The simple truth is that customer’s don’t care about the rep’s sales process. They care about their own buying process. For salespeople, understanding the buying process is where professional selling should start.
I have a book published by Harvard Business Review titled Business Classics: Fifteen Key Concepts for Managerial Success. The book contains the fifteen articles in HBR’s history that have sold the most reprints. One best-selling article, “What Makes a Good Salesman” by David Mayer and Herbert Greenberg, was published in 1964.
The author’s research found that there are just two essential qualities that make an effective salesperson: ego-drive (or personal ambition) and empathy. Empathy reflects your capacity to experience something through the eyes of another—in this case your customer. Wow, think about it! Five decades later, there is still a large audience for a message about the need to view selling as a facilitation of the customer’s buying process. Perhaps it’s a theme we have to keep re-learning because there has been so little discussion of just how to make this happen.
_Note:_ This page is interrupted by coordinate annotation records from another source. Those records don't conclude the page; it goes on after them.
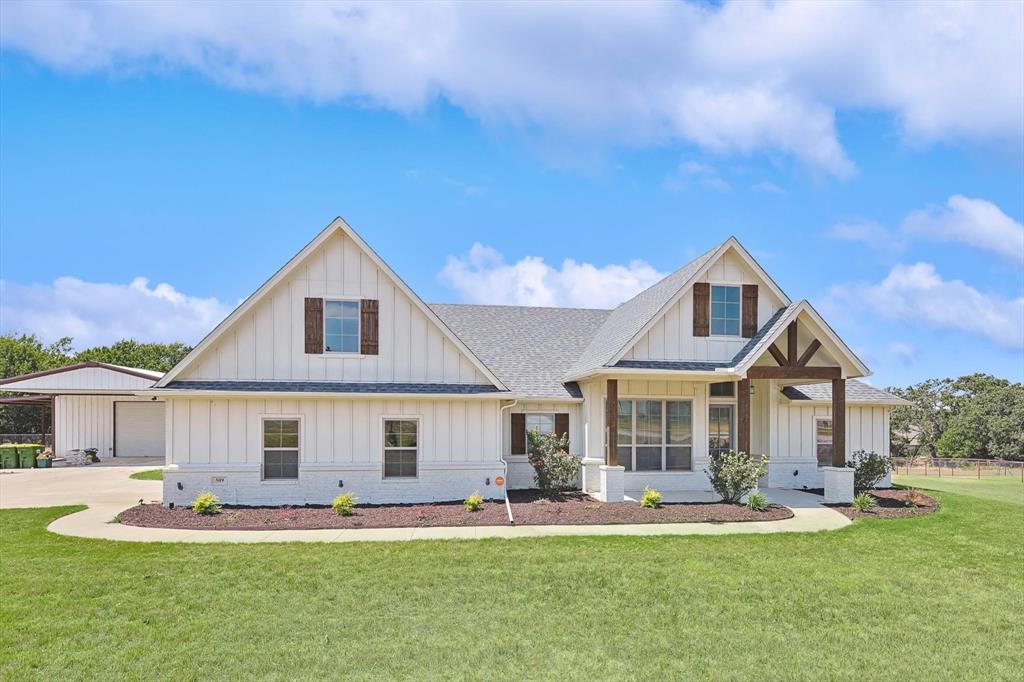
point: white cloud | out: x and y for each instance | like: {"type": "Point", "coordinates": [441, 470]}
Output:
{"type": "Point", "coordinates": [742, 78]}
{"type": "Point", "coordinates": [99, 313]}
{"type": "Point", "coordinates": [974, 221]}
{"type": "Point", "coordinates": [916, 294]}
{"type": "Point", "coordinates": [870, 233]}
{"type": "Point", "coordinates": [482, 275]}
{"type": "Point", "coordinates": [904, 352]}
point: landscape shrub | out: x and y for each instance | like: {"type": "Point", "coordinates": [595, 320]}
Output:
{"type": "Point", "coordinates": [554, 468]}
{"type": "Point", "coordinates": [206, 503]}
{"type": "Point", "coordinates": [757, 501]}
{"type": "Point", "coordinates": [915, 498]}
{"type": "Point", "coordinates": [734, 474]}
{"type": "Point", "coordinates": [344, 504]}
{"type": "Point", "coordinates": [868, 469]}
{"type": "Point", "coordinates": [863, 503]}
{"type": "Point", "coordinates": [651, 499]}
{"type": "Point", "coordinates": [474, 502]}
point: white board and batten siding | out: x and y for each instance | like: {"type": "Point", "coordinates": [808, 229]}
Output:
{"type": "Point", "coordinates": [520, 471]}
{"type": "Point", "coordinates": [217, 444]}
{"type": "Point", "coordinates": [267, 343]}
{"type": "Point", "coordinates": [793, 445]}
{"type": "Point", "coordinates": [671, 338]}
{"type": "Point", "coordinates": [87, 421]}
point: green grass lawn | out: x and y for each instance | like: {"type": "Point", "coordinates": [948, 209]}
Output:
{"type": "Point", "coordinates": [934, 597]}
{"type": "Point", "coordinates": [1006, 488]}
{"type": "Point", "coordinates": [148, 474]}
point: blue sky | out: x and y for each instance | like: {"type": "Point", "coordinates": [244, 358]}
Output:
{"type": "Point", "coordinates": [897, 214]}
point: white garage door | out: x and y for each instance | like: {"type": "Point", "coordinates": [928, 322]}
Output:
{"type": "Point", "coordinates": [138, 429]}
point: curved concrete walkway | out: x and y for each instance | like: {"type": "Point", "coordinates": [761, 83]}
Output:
{"type": "Point", "coordinates": [110, 491]}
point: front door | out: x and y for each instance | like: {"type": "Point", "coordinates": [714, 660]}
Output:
{"type": "Point", "coordinates": [720, 428]}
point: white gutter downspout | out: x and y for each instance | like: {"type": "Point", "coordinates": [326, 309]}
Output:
{"type": "Point", "coordinates": [501, 452]}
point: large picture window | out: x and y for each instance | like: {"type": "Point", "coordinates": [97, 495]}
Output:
{"type": "Point", "coordinates": [400, 448]}
{"type": "Point", "coordinates": [341, 327]}
{"type": "Point", "coordinates": [822, 441]}
{"type": "Point", "coordinates": [725, 310]}
{"type": "Point", "coordinates": [655, 435]}
{"type": "Point", "coordinates": [281, 449]}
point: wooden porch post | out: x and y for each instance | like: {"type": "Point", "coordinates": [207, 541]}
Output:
{"type": "Point", "coordinates": [611, 424]}
{"type": "Point", "coordinates": [743, 422]}
{"type": "Point", "coordinates": [839, 422]}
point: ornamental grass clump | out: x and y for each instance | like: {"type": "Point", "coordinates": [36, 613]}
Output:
{"type": "Point", "coordinates": [206, 503]}
{"type": "Point", "coordinates": [474, 502]}
{"type": "Point", "coordinates": [344, 505]}
{"type": "Point", "coordinates": [868, 469]}
{"type": "Point", "coordinates": [554, 468]}
{"type": "Point", "coordinates": [757, 501]}
{"type": "Point", "coordinates": [734, 474]}
{"type": "Point", "coordinates": [651, 499]}
{"type": "Point", "coordinates": [863, 503]}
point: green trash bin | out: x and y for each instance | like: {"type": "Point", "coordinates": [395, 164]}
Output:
{"type": "Point", "coordinates": [27, 455]}
{"type": "Point", "coordinates": [8, 456]}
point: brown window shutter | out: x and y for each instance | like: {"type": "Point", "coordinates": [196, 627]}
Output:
{"type": "Point", "coordinates": [518, 433]}
{"type": "Point", "coordinates": [314, 326]}
{"type": "Point", "coordinates": [750, 310]}
{"type": "Point", "coordinates": [701, 308]}
{"type": "Point", "coordinates": [369, 327]}
{"type": "Point", "coordinates": [561, 425]}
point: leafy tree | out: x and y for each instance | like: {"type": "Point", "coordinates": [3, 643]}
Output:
{"type": "Point", "coordinates": [128, 352]}
{"type": "Point", "coordinates": [976, 416]}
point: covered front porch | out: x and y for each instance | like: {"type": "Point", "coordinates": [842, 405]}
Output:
{"type": "Point", "coordinates": [658, 426]}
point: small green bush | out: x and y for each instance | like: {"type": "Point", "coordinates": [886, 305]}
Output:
{"type": "Point", "coordinates": [734, 474]}
{"type": "Point", "coordinates": [757, 501]}
{"type": "Point", "coordinates": [554, 468]}
{"type": "Point", "coordinates": [863, 503]}
{"type": "Point", "coordinates": [206, 503]}
{"type": "Point", "coordinates": [651, 499]}
{"type": "Point", "coordinates": [344, 504]}
{"type": "Point", "coordinates": [868, 469]}
{"type": "Point", "coordinates": [474, 502]}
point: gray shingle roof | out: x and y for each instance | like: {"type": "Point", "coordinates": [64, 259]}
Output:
{"type": "Point", "coordinates": [626, 321]}
{"type": "Point", "coordinates": [856, 391]}
{"type": "Point", "coordinates": [333, 387]}
{"type": "Point", "coordinates": [530, 349]}
{"type": "Point", "coordinates": [769, 327]}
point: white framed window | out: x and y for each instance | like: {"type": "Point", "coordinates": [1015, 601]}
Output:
{"type": "Point", "coordinates": [341, 326]}
{"type": "Point", "coordinates": [724, 310]}
{"type": "Point", "coordinates": [655, 435]}
{"type": "Point", "coordinates": [719, 428]}
{"type": "Point", "coordinates": [281, 448]}
{"type": "Point", "coordinates": [401, 446]}
{"type": "Point", "coordinates": [823, 440]}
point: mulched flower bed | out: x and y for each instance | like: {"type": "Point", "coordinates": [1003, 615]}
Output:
{"type": "Point", "coordinates": [528, 508]}
{"type": "Point", "coordinates": [890, 503]}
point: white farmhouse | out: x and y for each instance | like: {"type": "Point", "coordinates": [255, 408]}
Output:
{"type": "Point", "coordinates": [335, 377]}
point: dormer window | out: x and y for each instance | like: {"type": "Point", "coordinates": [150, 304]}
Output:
{"type": "Point", "coordinates": [724, 310]}
{"type": "Point", "coordinates": [341, 327]}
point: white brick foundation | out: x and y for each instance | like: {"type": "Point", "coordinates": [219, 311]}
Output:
{"type": "Point", "coordinates": [242, 484]}
{"type": "Point", "coordinates": [612, 483]}
{"type": "Point", "coordinates": [839, 484]}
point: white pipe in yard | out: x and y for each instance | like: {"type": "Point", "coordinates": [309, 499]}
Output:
{"type": "Point", "coordinates": [501, 428]}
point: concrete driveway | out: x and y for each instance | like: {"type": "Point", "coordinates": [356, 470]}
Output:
{"type": "Point", "coordinates": [96, 485]}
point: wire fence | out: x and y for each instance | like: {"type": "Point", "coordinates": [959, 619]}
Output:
{"type": "Point", "coordinates": [26, 437]}
{"type": "Point", "coordinates": [954, 467]}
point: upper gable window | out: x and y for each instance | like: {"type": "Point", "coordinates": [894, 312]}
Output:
{"type": "Point", "coordinates": [341, 327]}
{"type": "Point", "coordinates": [724, 310]}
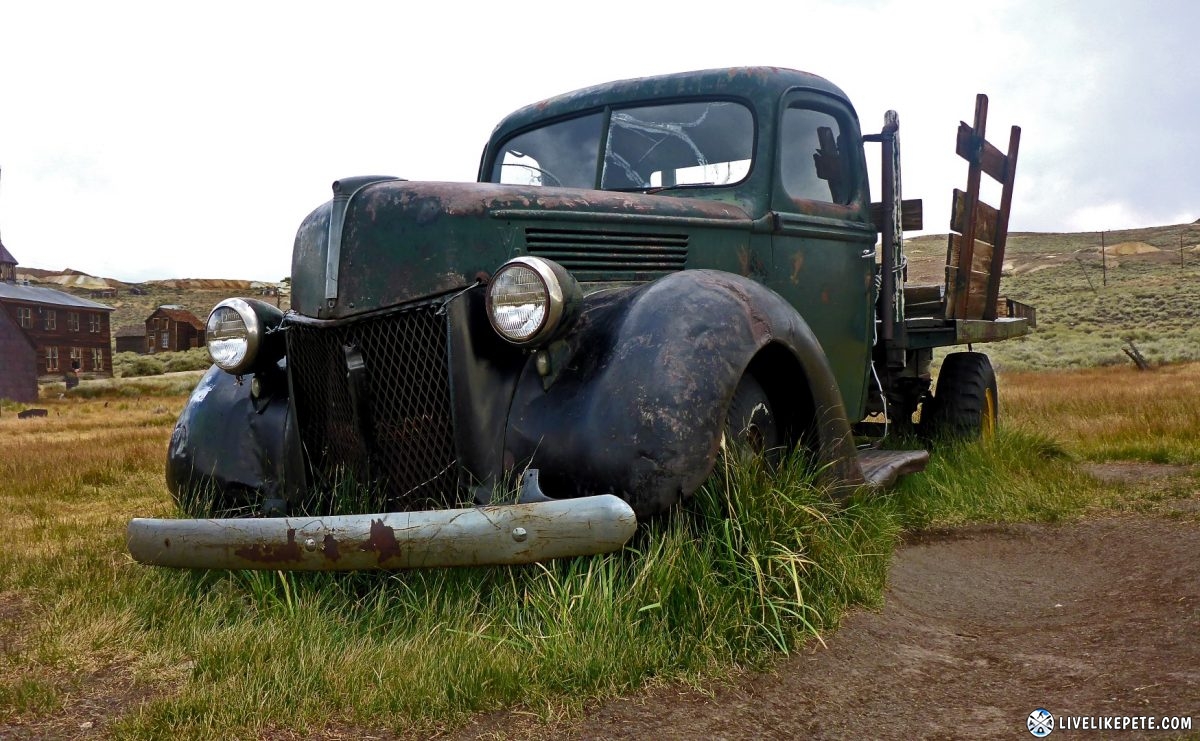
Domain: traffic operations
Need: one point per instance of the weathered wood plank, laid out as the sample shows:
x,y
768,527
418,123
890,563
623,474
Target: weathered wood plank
x,y
985,218
911,215
976,287
990,160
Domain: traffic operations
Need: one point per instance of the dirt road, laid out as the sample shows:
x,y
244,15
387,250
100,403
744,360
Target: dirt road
x,y
981,626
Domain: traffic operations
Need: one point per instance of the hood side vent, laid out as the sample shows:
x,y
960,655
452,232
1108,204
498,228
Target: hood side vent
x,y
610,255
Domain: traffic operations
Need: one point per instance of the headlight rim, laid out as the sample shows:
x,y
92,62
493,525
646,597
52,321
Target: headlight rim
x,y
253,335
559,300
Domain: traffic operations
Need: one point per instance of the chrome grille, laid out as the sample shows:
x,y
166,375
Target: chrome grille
x,y
387,426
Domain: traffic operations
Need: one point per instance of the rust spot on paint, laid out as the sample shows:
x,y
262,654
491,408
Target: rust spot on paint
x,y
382,541
330,548
273,554
797,266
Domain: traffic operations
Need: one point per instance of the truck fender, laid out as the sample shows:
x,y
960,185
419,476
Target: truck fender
x,y
639,405
229,450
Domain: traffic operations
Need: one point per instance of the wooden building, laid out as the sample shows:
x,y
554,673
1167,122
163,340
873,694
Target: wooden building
x,y
66,332
18,362
172,329
131,338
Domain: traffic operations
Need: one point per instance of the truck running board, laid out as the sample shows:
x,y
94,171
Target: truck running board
x,y
882,468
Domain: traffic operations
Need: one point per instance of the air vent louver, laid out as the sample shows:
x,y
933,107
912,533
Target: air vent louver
x,y
610,255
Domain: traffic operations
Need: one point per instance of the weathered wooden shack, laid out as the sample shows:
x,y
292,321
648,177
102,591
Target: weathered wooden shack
x,y
172,329
69,333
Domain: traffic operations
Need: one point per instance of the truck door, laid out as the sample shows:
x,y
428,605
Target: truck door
x,y
823,246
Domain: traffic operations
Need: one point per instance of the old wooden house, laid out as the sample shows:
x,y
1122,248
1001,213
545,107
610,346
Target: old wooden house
x,y
69,333
172,329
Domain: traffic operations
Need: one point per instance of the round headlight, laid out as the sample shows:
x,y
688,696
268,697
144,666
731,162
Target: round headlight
x,y
532,300
233,335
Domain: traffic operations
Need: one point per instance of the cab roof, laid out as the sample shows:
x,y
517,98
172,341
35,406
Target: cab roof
x,y
759,85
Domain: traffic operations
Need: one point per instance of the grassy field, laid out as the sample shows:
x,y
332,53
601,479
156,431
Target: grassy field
x,y
1150,297
756,566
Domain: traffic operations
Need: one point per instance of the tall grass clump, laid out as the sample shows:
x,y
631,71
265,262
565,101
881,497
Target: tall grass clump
x,y
1014,476
761,559
750,567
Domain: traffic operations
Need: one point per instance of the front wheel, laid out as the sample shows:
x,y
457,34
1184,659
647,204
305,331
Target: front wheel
x,y
965,403
750,422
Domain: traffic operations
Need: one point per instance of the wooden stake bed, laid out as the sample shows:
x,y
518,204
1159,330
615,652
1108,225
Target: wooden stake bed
x,y
976,254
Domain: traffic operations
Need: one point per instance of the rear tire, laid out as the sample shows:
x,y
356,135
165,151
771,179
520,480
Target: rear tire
x,y
966,403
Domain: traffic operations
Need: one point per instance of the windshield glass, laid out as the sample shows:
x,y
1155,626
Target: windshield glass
x,y
706,143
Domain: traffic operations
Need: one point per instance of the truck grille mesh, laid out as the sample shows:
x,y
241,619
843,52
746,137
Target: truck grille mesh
x,y
389,426
610,255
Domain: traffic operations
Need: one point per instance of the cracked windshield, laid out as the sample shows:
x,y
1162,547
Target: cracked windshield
x,y
652,148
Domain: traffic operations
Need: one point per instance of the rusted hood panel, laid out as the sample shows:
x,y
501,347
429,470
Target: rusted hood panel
x,y
403,241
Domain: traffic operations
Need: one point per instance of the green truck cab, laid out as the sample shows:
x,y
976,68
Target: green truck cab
x,y
646,271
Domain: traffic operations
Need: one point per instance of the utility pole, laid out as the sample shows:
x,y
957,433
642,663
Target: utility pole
x,y
1104,259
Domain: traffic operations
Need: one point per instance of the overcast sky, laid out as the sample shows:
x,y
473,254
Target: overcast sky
x,y
166,139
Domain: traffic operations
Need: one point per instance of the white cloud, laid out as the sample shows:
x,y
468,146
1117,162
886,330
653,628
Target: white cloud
x,y
148,139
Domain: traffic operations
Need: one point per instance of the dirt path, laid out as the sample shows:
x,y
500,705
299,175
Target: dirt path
x,y
981,626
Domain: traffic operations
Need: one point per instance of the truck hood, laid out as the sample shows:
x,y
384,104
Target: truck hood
x,y
395,241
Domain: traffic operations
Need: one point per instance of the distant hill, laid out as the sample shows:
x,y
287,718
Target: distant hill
x,y
1149,295
132,302
1089,303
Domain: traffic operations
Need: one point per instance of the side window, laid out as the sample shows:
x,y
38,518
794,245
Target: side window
x,y
561,155
815,158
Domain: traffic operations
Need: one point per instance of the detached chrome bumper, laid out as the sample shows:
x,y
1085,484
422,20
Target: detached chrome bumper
x,y
504,534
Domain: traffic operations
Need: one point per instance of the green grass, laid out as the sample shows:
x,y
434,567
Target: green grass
x,y
1081,321
755,566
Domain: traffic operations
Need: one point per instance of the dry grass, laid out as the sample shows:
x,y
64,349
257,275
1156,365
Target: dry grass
x,y
1111,414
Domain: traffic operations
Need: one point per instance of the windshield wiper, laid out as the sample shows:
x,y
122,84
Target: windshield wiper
x,y
649,190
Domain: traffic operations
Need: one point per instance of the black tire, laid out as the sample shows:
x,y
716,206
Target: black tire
x,y
966,403
750,423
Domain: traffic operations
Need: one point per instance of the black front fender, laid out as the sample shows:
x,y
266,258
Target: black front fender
x,y
228,445
639,407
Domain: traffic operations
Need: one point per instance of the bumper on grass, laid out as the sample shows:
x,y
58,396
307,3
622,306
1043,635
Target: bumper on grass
x,y
477,536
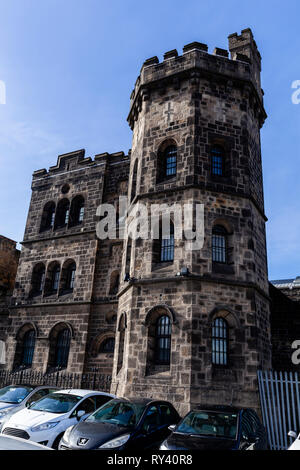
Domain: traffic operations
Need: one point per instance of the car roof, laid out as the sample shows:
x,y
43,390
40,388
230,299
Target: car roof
x,y
142,401
82,393
221,408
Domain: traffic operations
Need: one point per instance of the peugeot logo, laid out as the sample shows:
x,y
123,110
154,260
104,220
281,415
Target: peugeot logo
x,y
82,441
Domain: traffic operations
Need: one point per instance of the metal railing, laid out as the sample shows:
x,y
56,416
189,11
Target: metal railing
x,y
91,381
280,404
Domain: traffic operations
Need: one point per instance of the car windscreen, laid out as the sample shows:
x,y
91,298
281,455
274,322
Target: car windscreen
x,y
56,403
209,423
14,394
118,412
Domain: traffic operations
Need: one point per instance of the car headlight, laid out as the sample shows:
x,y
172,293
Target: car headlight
x,y
67,433
118,442
44,427
164,446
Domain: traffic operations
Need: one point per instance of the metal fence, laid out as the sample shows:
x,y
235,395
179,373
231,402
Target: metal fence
x,y
280,404
90,381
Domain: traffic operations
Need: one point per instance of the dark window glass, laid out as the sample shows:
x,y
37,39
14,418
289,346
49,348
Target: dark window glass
x,y
219,244
217,161
170,158
107,346
28,348
167,246
163,340
152,420
55,278
71,276
220,342
62,348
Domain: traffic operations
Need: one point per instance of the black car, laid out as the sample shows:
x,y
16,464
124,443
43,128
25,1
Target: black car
x,y
123,424
218,428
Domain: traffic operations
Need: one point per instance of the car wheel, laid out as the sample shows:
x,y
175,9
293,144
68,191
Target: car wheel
x,y
57,441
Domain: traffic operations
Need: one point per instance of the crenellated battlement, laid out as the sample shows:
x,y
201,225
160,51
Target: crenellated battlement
x,y
74,161
243,65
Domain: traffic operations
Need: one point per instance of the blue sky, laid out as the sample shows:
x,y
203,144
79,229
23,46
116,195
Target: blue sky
x,y
69,67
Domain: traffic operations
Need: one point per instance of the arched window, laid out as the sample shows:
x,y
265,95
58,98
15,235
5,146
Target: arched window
x,y
38,279
62,349
217,161
167,244
163,340
167,163
76,211
28,348
219,244
121,329
134,181
114,283
67,278
52,278
220,342
48,217
107,346
62,213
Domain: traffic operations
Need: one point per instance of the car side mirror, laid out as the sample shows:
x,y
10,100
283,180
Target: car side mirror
x,y
79,414
172,427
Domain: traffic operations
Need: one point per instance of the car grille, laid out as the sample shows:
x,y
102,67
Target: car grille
x,y
16,433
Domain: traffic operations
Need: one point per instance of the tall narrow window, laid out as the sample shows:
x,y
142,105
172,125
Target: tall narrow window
x,y
48,217
55,278
62,214
107,346
220,342
219,244
134,181
62,348
163,340
76,211
167,245
217,161
170,161
38,279
28,348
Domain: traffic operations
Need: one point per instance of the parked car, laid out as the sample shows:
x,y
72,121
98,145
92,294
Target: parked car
x,y
218,428
16,443
296,443
14,398
130,424
46,420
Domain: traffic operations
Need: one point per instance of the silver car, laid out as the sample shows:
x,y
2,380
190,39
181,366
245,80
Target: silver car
x,y
14,398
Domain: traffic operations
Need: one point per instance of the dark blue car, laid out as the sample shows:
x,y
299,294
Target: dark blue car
x,y
218,428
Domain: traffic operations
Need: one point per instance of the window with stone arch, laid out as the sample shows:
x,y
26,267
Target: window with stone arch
x,y
167,161
38,279
25,346
220,342
76,211
68,277
121,331
217,156
164,247
219,244
52,278
60,342
62,214
159,322
114,282
134,181
48,216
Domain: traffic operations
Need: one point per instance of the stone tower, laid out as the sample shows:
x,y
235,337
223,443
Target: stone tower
x,y
208,110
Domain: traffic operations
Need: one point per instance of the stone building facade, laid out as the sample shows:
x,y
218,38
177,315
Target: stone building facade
x,y
196,121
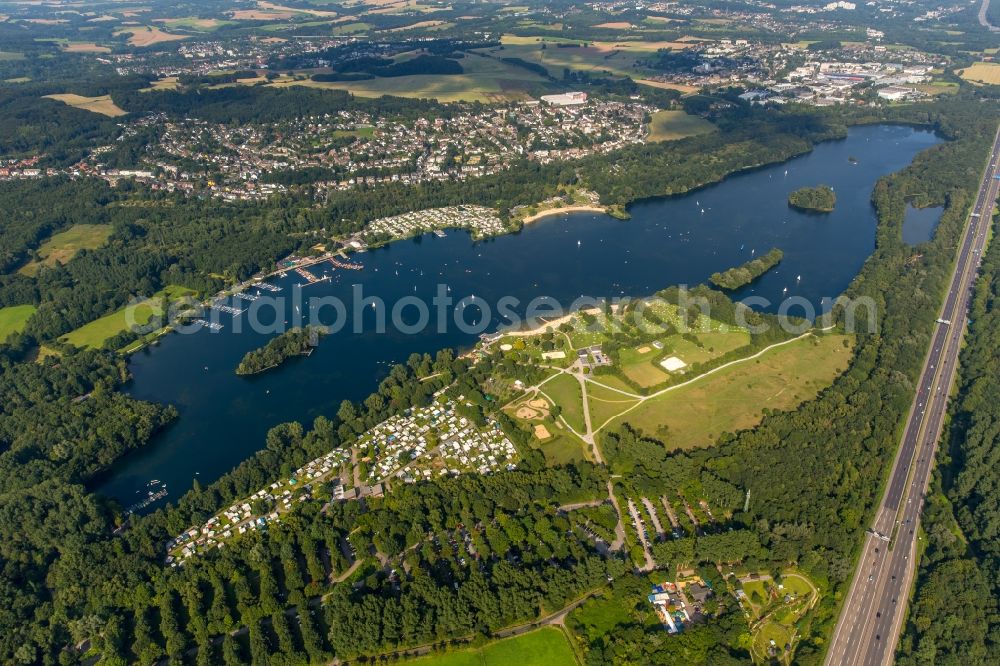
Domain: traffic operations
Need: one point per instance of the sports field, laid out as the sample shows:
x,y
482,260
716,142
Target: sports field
x,y
695,414
102,105
13,319
671,125
543,647
96,332
62,247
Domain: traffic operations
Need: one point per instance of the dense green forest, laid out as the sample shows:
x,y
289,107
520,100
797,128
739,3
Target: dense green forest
x,y
741,276
955,615
820,199
293,342
466,555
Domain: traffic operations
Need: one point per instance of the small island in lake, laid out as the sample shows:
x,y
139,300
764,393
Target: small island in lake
x,y
294,342
820,199
741,276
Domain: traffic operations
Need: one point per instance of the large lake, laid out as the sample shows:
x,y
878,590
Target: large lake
x,y
678,240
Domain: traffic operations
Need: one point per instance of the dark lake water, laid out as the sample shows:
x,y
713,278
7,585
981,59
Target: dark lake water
x,y
679,240
919,223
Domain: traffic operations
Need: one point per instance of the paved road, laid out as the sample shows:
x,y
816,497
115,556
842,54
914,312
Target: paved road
x,y
870,622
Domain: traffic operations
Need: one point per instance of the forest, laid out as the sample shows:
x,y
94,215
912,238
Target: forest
x,y
296,341
955,615
466,555
741,276
819,199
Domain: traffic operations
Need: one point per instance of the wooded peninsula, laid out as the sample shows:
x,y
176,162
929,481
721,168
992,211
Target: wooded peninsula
x,y
293,342
740,276
819,199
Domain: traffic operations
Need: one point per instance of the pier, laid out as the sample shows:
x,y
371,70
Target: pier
x,y
346,265
228,309
142,504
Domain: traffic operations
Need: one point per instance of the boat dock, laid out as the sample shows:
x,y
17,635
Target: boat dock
x,y
142,504
346,265
228,309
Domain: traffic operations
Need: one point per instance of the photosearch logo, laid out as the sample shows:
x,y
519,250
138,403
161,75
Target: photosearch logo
x,y
685,311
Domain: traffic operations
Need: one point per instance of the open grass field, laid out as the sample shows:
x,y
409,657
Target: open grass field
x,y
62,247
543,647
85,47
665,85
672,125
644,373
695,414
194,23
564,391
102,105
13,319
605,404
485,80
562,448
982,72
148,35
95,333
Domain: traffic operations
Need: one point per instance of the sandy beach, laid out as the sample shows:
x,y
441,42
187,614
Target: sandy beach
x,y
565,209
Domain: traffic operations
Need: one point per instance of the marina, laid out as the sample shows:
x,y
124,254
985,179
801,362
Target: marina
x,y
228,309
225,419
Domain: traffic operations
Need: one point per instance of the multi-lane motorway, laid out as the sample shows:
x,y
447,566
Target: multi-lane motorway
x,y
872,616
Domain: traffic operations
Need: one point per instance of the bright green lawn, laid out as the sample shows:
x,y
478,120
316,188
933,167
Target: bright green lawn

3 necessary ingredients for matching the sales process to the buying process
- See the process through the customer’s eyes. Rather than focusing on the steps of your sales process, define the steps your customer goes through when making a buying decision.
- Resist the urge to “prematurely pitch.” Talking about features and options will do you no good if the customer has not even decided to buy yet. Instead, think about what information you need to provide in order to move the customer to the next step in their buying process. Early on, for example, that means helping them understand the full extent of their needs so buying sooner rather than later becomes a priority. Later you can get into features and options that match those needs.
- Don’t gloss over the critical questions. Plan every sales call by asking yourself, “Where is this prospect at his/her decision-making process?” and “What does this customer need to learn in order to take their next buying step?”
These practices can take you a long way to become a consultative salesperson able to empathize with customer’s buying needs. For more information on critical questions that salespeople should ask to drive the buying cycle, download our Quick Reference Guide: “Consultative Selling Matched to the Buying Process.”
Kevin: I like this blog and you have brought up some valuable ideas. Interesting that empathy as a key sales trait has been durable for over fifty years–and, I trust, longer than that. We have to keep re-learning empathy because sales culture often doesn’t reward it, and few know how to coach or mentor the behavior.
Anecdotally, I’m trying to think of a time that a salesperson who missed making his or her number, but had really, really satisfied customers was asked to keynote the annual sales kickoff. Nobody comes to mind.
There’s plenty of discussion about empathy, but it’s hard to embed in a sales organization. The salespeople I know who are over-the-top empathetic have developed the characteristic on their own terms, and as far as I know, not through a manager who encouraged, coached, or rewarded the behavior. I wrote about one empathetic salesperson in particular in a blog titled “To An Octopus, “50” Means Nothing.” (on CustomerThink) She found the best way to make her number was to be selective about which of management’s “best practice” advice she used with customers.
Andrew – Thanks for your comment, especially about sales managers not teaching empathy to their salespeople. It’s easier to be empathetic at the beginning of a quarter, much more difficult, and yet important, at the end. (Especially if a sales manager wants a customer to buy a 2nd time.) I’ll check out your blog.